Burton Construction & Shipbuilding Co. v. Broussard

273 S.W.2d 598, 154 Tex. 50, 1954 Tex. LEXIS 527
CourtTexas Supreme Court
DecidedDecember 8, 1954
DocketA-4676
StatusPublished
Cited by81 cases

This text of 273 S.W.2d 598 (Burton Construction & Shipbuilding Co. v. Broussard) is published on Counsel Stack Legal Research, covering Texas Supreme Court primary law. Counsel Stack provides free access to over 12 million legal documents including statutes, case law, regulations, and constitutions.

Bluebook
Burton Construction & Shipbuilding Co. v. Broussard, 273 S.W.2d 598, 154 Tex. 50, 1954 Tex. LEXIS 527 (Tex. 1954).

Opinion

Mr. Justice Smith

delivered the opinion of the Court.

Oralee Broussard sued Burton Construction & Shipbuilding Company, Inc., to recover damages for personal injuries sustained by him on July°14, 1951. Respondent alleged that he was an invitee on petitioner’s premises and was standing near the barge when the explosion occurred.
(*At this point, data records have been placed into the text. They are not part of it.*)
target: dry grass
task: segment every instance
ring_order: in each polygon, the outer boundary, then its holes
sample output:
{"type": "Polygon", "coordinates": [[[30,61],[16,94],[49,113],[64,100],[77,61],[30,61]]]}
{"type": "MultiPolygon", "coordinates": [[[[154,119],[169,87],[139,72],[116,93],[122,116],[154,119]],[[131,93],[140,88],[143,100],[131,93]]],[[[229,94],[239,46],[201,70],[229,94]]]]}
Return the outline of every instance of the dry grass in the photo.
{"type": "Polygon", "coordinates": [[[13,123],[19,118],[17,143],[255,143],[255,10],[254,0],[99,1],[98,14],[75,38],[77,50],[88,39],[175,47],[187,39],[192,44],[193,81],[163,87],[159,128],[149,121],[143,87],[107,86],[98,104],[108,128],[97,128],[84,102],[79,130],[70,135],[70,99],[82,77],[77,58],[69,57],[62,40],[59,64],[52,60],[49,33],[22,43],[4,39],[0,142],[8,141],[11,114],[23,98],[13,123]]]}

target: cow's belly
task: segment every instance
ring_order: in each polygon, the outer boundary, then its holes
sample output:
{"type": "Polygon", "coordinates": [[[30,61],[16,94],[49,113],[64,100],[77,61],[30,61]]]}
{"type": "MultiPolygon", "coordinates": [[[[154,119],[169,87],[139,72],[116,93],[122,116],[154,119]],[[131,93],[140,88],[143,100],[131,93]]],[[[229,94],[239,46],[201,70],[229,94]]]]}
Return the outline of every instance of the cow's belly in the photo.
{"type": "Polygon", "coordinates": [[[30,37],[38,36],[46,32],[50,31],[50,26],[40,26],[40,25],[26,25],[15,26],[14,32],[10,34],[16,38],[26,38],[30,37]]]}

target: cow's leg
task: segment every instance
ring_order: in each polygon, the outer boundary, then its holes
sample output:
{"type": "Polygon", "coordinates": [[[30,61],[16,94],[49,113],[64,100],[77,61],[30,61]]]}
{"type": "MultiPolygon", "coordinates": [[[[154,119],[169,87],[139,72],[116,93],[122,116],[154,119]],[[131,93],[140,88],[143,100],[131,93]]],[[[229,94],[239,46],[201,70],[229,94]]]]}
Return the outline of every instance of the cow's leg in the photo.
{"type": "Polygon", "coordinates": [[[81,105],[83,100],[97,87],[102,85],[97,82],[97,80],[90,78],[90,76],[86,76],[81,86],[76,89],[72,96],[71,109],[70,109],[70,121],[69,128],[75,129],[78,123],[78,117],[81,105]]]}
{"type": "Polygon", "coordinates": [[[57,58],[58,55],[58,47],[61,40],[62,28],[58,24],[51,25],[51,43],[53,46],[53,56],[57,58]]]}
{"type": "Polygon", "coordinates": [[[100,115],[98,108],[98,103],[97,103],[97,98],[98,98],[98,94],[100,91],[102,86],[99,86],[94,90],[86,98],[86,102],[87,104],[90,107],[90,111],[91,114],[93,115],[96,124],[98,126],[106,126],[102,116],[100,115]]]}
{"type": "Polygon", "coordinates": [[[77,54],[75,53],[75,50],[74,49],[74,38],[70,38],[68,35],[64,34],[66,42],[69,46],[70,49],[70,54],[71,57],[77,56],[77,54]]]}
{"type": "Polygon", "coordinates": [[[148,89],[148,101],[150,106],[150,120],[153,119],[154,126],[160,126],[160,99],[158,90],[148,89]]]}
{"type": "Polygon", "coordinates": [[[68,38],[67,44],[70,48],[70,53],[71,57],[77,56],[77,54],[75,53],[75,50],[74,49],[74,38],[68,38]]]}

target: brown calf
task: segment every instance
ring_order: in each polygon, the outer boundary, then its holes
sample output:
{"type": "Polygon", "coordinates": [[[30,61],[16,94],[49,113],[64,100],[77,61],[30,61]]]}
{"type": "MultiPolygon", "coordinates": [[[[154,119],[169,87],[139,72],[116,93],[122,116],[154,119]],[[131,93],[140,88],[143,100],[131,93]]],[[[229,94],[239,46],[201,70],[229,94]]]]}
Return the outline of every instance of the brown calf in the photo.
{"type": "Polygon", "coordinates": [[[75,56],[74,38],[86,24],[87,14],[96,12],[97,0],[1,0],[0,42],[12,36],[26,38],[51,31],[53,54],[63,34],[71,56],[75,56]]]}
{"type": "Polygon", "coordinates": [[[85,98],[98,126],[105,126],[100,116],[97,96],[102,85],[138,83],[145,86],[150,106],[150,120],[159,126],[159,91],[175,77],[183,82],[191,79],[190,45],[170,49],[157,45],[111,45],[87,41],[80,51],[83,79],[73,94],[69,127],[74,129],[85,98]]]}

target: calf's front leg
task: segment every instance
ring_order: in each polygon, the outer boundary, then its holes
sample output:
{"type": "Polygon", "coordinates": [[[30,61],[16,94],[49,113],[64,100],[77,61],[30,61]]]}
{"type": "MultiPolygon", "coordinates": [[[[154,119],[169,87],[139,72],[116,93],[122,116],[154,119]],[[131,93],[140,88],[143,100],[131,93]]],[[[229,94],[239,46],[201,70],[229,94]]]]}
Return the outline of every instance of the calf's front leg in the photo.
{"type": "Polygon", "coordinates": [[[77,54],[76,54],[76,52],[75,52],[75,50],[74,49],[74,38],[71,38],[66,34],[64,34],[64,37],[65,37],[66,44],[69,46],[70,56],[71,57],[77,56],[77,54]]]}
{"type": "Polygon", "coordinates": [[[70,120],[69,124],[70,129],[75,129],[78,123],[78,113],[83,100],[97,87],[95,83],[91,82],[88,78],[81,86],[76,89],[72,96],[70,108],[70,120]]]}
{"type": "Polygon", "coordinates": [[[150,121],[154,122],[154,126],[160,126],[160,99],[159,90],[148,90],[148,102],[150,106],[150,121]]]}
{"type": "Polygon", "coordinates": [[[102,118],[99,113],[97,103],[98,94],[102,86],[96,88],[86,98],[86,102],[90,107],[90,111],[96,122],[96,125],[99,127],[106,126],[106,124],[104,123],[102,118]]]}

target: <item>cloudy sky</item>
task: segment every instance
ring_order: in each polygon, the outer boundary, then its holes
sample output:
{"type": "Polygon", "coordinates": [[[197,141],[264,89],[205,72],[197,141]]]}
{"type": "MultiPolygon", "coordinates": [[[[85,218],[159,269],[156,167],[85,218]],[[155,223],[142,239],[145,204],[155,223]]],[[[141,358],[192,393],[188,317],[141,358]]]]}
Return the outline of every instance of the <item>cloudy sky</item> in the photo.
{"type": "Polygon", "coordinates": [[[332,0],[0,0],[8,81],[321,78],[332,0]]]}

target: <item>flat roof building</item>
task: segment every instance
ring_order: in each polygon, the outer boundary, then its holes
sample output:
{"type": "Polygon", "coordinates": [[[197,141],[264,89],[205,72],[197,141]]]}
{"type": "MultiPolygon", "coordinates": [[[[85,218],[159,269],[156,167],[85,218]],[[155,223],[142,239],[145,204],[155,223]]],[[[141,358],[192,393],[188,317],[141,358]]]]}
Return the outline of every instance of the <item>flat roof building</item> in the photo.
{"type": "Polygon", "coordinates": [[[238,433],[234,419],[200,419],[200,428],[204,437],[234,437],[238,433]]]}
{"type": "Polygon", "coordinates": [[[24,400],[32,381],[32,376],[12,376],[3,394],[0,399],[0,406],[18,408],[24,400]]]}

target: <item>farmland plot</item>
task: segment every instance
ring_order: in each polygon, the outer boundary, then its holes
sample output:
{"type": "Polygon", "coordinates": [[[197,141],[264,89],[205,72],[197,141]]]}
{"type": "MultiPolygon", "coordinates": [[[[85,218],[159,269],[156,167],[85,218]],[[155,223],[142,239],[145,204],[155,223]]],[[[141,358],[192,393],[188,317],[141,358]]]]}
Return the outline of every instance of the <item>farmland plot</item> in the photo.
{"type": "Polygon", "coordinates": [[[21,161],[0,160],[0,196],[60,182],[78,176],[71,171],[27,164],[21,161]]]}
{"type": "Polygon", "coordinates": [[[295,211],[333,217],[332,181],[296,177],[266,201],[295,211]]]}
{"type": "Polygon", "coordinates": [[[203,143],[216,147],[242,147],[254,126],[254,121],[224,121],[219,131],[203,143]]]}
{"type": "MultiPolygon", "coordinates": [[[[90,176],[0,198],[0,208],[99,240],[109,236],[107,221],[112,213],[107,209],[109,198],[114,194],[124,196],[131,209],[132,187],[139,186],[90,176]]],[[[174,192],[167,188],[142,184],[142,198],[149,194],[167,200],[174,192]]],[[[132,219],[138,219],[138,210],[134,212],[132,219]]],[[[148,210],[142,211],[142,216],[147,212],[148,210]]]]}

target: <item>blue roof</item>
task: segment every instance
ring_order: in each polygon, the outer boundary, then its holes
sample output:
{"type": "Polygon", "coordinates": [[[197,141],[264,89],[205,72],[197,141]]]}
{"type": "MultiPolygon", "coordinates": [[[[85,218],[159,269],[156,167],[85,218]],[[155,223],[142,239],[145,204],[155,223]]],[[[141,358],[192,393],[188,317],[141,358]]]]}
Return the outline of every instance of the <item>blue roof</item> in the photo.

He alleged negligence generally and relied on the doctrine of res ipsa loquitur. He further alleged certain specific acts and omissions of petitioner as constituting negligence. The pleadings, in the alternative, presented the issue that respondent, if not an invitee, was on the premises as a licensee, and that he was entitled to recover damages on the theory of licensee and active negligence. Respondent also sued Texas Emnloyers’ Insurance Association, alleging, in the alternative, that it was the workmen’s compensation insurance carrier for petitioner at the time of the explosion and that if he was not an invitee or licensee that he was then an employee of petitioner and entitled to recover under the workmen’s compensation law.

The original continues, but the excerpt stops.